本を読んでいると言い得て妙だなと感心する新語に出会うことが度々ある。最近見つけたのは「嫁ブロック」だった。新たな挑戦のため会社を辞めようとするとき、妻の反対という大きな壁が立ちはだかることを表した言葉だ
▼日本の知財戦略について各分野の識者がどう考えているかをまとめた『イノベーションエコシステム ニッポンは甦る!』(甘利明、講談社)の中で、落合陽一筑波大学長補佐が使っていた。日本の抱える問題を解決するには技術革新や価値創造といったイノベーションが必要だが、身内の反対で中途半端なまま終わる例も多いと落合氏は嘆く。果敢な挑戦には悲観的な声がつきまとうものらしい
▼2025年大阪万博も23日の開催地決定から数日たち、「嫁ブロック」ならぬ「知識人ブロック」が始まっているようだ。

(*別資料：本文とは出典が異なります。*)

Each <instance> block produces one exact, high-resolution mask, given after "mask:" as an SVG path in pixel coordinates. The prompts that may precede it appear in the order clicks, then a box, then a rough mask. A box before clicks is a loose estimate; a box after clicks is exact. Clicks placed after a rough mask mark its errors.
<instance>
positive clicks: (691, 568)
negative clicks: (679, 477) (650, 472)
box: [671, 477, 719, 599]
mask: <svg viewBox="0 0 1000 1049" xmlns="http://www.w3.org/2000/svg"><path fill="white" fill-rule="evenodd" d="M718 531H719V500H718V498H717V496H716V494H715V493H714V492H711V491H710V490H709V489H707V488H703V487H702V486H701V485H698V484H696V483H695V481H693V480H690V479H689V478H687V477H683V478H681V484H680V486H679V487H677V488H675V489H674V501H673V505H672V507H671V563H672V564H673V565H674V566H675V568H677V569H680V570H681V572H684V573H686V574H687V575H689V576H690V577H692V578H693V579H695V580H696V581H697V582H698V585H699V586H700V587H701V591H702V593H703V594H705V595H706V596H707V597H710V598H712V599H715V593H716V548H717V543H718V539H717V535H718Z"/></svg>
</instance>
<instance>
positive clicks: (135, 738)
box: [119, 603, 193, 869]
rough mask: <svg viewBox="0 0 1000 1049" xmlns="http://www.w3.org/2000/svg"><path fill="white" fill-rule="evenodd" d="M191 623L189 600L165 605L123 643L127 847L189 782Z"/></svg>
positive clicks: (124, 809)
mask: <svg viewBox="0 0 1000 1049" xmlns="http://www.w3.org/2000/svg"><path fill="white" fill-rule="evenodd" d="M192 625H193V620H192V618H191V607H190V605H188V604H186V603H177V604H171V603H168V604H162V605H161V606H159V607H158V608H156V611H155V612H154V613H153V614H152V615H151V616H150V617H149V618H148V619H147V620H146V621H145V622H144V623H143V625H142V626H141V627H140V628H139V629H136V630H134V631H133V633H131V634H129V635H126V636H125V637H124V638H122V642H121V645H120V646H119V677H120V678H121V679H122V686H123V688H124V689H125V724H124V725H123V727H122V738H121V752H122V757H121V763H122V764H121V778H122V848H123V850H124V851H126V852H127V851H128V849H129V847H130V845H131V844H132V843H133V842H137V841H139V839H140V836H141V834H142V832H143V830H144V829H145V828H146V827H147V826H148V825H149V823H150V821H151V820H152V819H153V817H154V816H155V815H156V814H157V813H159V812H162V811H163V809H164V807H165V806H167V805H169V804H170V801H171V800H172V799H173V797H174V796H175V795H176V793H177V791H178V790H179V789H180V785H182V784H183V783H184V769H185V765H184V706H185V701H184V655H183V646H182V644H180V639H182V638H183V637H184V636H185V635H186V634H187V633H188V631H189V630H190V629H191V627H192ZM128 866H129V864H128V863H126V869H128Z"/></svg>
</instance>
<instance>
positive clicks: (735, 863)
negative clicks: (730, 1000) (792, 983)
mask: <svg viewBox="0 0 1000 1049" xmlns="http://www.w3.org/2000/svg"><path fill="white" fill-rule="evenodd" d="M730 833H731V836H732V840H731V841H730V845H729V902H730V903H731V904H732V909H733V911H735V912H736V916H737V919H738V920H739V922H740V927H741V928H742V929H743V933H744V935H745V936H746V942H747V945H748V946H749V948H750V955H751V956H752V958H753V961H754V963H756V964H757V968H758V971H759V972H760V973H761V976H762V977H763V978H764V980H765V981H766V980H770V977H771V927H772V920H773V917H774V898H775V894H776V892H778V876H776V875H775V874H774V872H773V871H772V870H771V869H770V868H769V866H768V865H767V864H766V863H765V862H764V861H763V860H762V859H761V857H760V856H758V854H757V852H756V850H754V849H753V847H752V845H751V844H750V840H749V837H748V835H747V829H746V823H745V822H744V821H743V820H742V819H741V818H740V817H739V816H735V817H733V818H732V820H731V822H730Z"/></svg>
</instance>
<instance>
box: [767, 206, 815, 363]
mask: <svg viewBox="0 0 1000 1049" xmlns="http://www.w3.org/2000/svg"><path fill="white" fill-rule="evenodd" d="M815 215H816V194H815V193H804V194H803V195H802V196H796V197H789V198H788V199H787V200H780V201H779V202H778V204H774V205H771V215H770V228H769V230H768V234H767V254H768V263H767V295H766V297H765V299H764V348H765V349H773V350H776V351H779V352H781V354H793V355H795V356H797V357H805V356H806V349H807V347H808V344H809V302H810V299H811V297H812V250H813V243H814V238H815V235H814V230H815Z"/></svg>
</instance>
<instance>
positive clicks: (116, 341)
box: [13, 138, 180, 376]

思想家の内田樹氏はツイッターで、「『金が欲しい』以外に何の動機もない」とばっさり。「税金の無駄遣い」「経済効果など机上の空論」と厳しく批判する人もいる。建設運営費2000億円、経済効果2兆円の数字だけ見て、夢物語の巨大公共事業と判断したのかもしれない。ただ昨今の万博はかつての総合見本市でなく、人類共通の問題を解決に導く知の集積の場に姿を変えている
▼大阪のテーマも「いのち輝く未来社会のデザイン」。心身の健康や持続可能な社会経済に関する革新的なアイデアを集め、健やかな未来のためのいわば「シリコンバレー」をつくるのである。懸念も当然だが今はブロックより世界に挑戦する大阪のアタックにエールを送りたい。